You probably can rely on them to catch that bit of income you forgot to declare, to deny any deductions you are not entitled to, pay your refund or to pick up any capital gains you forgot to mention.

But by their own admission, the ATO is doing a fairly poor job of ensuring bosses pay the right amount of superannuation on time.

A damning Australian National Audit Office check of how the ATO is doing in ensuring super is paid found that rather than proactively hunting down employers who fail to pay super, the ATO is using a “low-touch nudge” approach.

Most lost super stays that way

As a result, only 15% of the unpaid superannuation was collected by the ATO each year, which means some employers are effectively getting a $4.5 billion annual interest free loan from their employees – a loan which may well turn into a gift.

The situation is about to get much worse, with the 1 July removal of the $450 minimum monthly threshold for compulsory employer super payments set to add hundreds of thousands of extra workers to the superannuation system.
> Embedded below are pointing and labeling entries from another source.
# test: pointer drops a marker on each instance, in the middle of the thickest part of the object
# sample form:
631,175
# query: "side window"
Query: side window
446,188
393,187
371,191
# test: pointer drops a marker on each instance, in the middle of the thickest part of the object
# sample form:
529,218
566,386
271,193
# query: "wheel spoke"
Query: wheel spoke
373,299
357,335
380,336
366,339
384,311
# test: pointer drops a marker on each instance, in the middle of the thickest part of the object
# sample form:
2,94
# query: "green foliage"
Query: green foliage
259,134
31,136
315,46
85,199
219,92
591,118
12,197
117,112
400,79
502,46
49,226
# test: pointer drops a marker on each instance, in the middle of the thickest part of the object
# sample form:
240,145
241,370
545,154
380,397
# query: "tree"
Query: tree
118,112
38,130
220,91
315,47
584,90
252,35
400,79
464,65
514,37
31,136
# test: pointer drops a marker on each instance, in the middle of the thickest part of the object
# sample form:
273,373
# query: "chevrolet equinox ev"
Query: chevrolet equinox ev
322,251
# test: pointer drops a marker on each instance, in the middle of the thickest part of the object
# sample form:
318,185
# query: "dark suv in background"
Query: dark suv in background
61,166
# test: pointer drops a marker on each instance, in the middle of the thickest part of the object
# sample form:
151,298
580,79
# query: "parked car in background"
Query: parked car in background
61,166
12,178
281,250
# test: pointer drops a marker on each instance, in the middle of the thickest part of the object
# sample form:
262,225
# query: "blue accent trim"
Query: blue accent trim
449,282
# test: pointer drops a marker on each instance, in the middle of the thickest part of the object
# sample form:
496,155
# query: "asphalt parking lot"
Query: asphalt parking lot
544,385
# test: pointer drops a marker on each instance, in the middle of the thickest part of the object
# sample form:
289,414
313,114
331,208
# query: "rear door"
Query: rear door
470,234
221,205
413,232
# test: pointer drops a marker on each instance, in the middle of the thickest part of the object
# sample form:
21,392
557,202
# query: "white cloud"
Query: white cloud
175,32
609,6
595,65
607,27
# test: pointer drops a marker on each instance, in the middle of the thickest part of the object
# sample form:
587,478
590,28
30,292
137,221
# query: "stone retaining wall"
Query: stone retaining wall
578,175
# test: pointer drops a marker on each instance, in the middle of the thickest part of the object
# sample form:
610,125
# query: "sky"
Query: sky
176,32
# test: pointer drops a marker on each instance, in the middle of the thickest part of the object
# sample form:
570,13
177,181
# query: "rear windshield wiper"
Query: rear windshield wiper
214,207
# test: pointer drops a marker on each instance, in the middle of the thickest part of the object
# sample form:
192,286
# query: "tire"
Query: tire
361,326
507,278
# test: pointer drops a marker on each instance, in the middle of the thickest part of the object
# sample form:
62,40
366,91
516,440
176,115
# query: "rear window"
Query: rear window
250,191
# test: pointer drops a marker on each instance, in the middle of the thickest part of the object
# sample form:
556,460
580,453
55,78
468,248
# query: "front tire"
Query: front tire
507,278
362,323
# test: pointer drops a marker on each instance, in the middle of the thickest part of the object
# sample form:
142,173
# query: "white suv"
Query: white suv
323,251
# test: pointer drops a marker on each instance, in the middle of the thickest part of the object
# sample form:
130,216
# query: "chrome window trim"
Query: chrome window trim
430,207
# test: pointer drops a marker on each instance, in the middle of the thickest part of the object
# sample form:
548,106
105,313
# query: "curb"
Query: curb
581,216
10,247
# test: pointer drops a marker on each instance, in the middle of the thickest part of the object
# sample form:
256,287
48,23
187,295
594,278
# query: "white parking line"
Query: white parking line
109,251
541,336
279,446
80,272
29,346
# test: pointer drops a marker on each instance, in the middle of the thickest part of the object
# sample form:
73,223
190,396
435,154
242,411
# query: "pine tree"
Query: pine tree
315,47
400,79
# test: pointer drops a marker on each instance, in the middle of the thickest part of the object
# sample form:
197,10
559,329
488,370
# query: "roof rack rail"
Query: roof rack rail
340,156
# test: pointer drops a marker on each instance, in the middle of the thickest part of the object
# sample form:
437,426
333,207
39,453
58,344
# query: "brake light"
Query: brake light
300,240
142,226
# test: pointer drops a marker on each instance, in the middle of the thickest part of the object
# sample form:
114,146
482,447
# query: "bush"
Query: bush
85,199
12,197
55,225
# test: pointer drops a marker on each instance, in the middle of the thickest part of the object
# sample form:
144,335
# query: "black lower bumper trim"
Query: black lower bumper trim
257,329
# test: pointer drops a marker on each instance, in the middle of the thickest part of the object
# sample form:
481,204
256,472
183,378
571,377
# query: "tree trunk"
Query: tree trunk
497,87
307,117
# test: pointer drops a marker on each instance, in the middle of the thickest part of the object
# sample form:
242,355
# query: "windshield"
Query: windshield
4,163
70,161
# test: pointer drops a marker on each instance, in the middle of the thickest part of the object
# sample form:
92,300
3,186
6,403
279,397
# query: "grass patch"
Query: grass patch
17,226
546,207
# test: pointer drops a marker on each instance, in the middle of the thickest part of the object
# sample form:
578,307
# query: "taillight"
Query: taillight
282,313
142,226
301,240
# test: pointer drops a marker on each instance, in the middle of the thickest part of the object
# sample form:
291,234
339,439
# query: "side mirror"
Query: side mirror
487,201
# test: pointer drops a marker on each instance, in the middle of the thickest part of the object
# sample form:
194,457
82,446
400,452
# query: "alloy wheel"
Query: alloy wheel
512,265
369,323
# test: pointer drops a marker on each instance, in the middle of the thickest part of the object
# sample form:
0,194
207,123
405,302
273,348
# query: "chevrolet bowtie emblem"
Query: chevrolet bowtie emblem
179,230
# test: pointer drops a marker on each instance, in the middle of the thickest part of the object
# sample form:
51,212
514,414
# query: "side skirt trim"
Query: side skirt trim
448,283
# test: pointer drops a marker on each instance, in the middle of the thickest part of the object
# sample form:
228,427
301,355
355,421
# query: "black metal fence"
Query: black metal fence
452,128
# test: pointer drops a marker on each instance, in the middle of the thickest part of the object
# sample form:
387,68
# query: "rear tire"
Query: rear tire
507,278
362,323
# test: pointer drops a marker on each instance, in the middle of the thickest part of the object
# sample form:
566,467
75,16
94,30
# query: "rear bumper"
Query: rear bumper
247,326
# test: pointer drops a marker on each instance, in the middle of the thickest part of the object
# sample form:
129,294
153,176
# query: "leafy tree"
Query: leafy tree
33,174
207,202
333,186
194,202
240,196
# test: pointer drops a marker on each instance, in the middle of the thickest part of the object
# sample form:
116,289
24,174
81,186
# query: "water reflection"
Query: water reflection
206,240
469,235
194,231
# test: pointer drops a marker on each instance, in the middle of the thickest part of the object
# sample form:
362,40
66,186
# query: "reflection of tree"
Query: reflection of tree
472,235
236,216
With Industry Super Australia estimating that about a quarter of employees suffered from unpaid super, that is a really big problem that is being effectively ignored.

Tough new enforcement laws untested

The audit report found that the ATO was only partially effective in its efforts to recoup lost superannuation and encourage employers to pay super.

That came despite the ATO making a commitment to be proactive in 40% of compliance cases in the three or four years to 2020-2021.

In a real “dog ate my homework” excuse, the ATO instead actually reduced its proactive compliance measures after the super guarantee taskforce was introduced in 2017, moving away “from resource-intensive audit activity to low-touch nudges”.

There were enforcement pauses during the bushfires and COVID-19 pandemic with a result being that the ATO’s stronger enforcement powers “have largely not been exercised”.

Such poor compliance efforts meant that between 2013-2014 and 2018-2019, ATO compliance activities amounted to less than 15% per year of the estimated amount of unpaid super.

Members need to be proactive about unpaid super

There is not much we can do about such a poor performance by one of our major institutions but there are many steps that every individual can take to ensure their super is being paid.

It is particularly important that young people and those on low incomes ensure their super is being paid because of the power of compounding over long time period even for small amounts.

The first thing to do is to get engaged with your super fund by logging into your super account and then check that the super payments you have received match up with what is shown on your pay slips.

Super payments only need to be made every three months so the pay slips you need to cross-reference may be older than you expect.

Super payments should be 10% of your gross pay excluding overtime as long as you are earning above $450 a month and are aged 18 or more.

If you think there is a problem with your super payments, it is a good idea to check with workmates to see if they are having similar problems.

Then it is time to check with your employer and/or your super fund and even your union if you are a member.

If none of that produces a good outcome and you are still convinced you are being short-changed of your super, you can contact the ATO to make a confidential tip-off.

Hopefully by then this scathing audit report will have revved up enforcement activities enough to help you out.